After a day of political toing and froing among their respective supporters, Mr Rudd landed in Mexico for a Group of 20 foreign ministers' meeting and denied a spill was in prospect when federal parliament resumes next week.
The shift in momentum for the Rudd camp on Monday came as Ms Gillard insisted she didn't need to put her leadership to a vote because she had the "strong support" of the Labor caucus and was getting on with the job of government.
"I'm getting on with the job with the strong support of my caucus colleagues," she told reporters in Canberra.
"I'm getting on with my job. Kevin Rudd's getting on with his."
Later, Mr Rudd referred to her remarks when asked if he would challenge Ms Gillard.
"That is not in prospect, because we have a prime minister and I am the foreign minister," he told reporters.
Mr Rudd's apparent climbdown comes after a weekend in which persons unknown released a video on the online portal YouTube of the then-prime minister swearing and banging a table in frustration while trying to record a message.

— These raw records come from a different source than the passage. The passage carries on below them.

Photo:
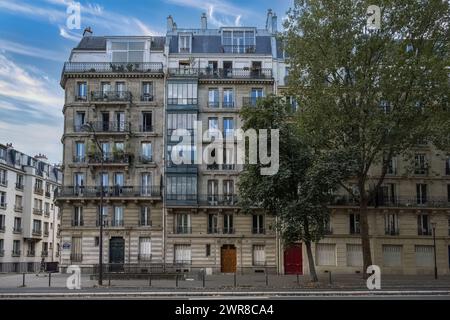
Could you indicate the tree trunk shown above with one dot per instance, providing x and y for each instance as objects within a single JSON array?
[
  {"x": 365, "y": 241},
  {"x": 312, "y": 267}
]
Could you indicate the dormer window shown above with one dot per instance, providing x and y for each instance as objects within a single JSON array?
[
  {"x": 238, "y": 41},
  {"x": 184, "y": 43}
]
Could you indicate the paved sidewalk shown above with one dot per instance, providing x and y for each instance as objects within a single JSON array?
[{"x": 33, "y": 283}]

It's not clear when the footage was recorded, but it was before Mr Rudd was rolled by Ms Gillard in June 2010 amid MP complaints about his leadership style and the government's decline in the polls.

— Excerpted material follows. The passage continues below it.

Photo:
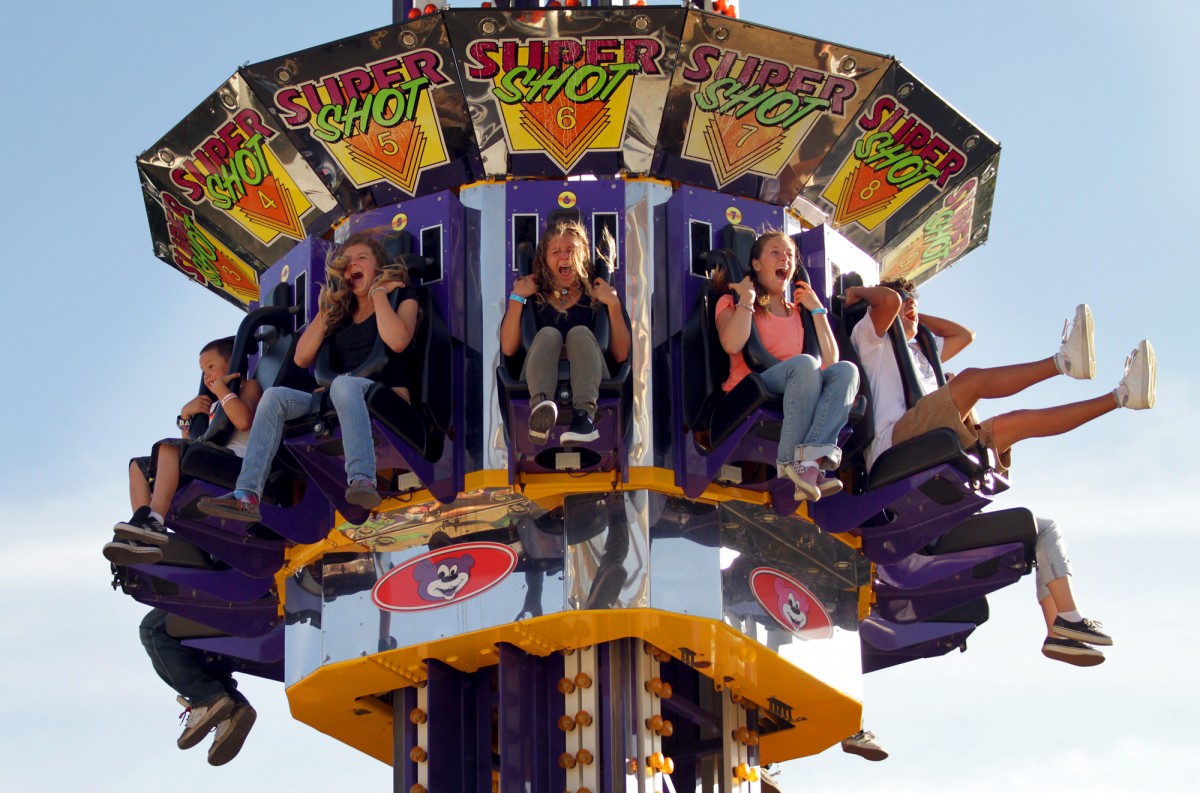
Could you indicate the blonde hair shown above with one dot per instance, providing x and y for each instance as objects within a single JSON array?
[{"x": 336, "y": 295}]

The video release heightened expectations Mr Rudd would soon challenge Ms Gillard, who is herself presiding over poor polling for Labor.
Rudd supporters told AAP on Monday they have mustered 30 votes in the caucus - well short of the 52 needed for a win.

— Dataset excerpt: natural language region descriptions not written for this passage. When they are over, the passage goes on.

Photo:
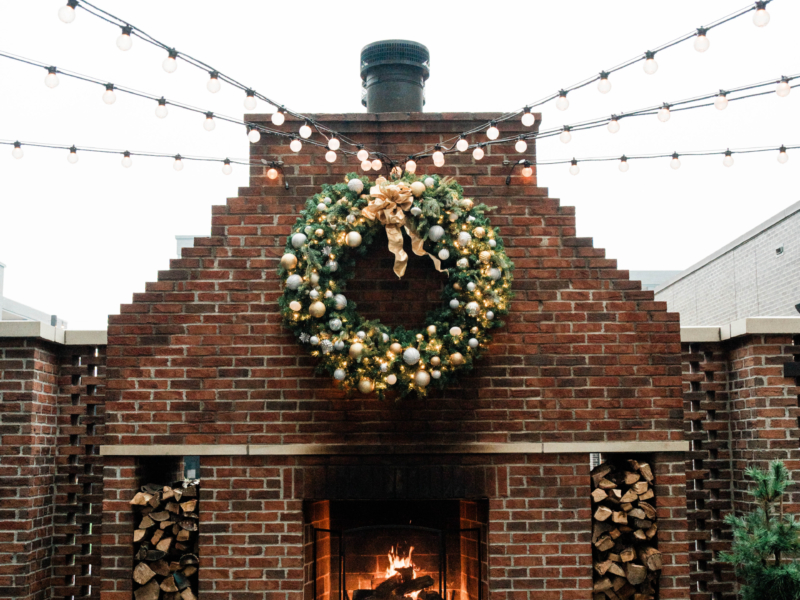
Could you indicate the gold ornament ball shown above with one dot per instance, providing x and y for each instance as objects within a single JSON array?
[
  {"x": 317, "y": 309},
  {"x": 288, "y": 261}
]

Backers of the prime minister dispute this figure, saying Mr Rudd more likely has 20 votes, against Ms Gillard's support base of around 50. A further 20 to 30 are undecided.
One senior Labor source said it was in neither Mr Rudd nor Ms Gillard's interest to have a leadership vote next week.
"If Rudd gets 30, that kills her in the long term," the MP said.
"Her best strategy is to ignore the elephant in the room.
"Kevin's best tactic is to wait. He is picking people up ... and will keep picking up people."
He said many of those who currently back the prime minister have set her an August 2012 deadline - after a budget surplus and carbon tax compensation are delivered - to improve the party's stocks or face a challenge.
On Monday, cabinet minister Simon Crean again went into bat for the prime minister, saying Mr Rudd was not a team player.
Mr Rudd said he was disappointed by Mr Crean's remarks because "they are based on an untruth" that he had raised the leadership issue with independent MP Andrew Wilkie last November.
"Can I say with absolute clarity, at no stage during that conversation - or any other conversation - have I sought anyone's support for any concern on that matter as far as the leadership is concerned," Mr Rudd said.
Mr Wilkie concurred, saying he had raised the issue when chatting with Mr Rudd about other matters and at no stage did the foreign minister ask for his support.
However, Mr Crean warned Labor was in danger of "mutual destruction" if the leadership question was left unresolved.
Queensland Labor backbencher Graham Perrett repeated his threat to quit if Ms Gillard was dumped, which would trigger a by-election in his seat of Moreton that could threaten the government.
On Monday, he used Twitter to reinforce his message: "Looking fwd (sic) to a late election campaign in 2013 with PM Julia Gillard out front of a great Labor record and team".
Meanwhile, former Queensland premier Peter Beattie says the speculation is killing Labor's chance of retaining government in the state election on March 24.
"It's time that there was a caucus meeting and the matter was dealt with once and for all," he said.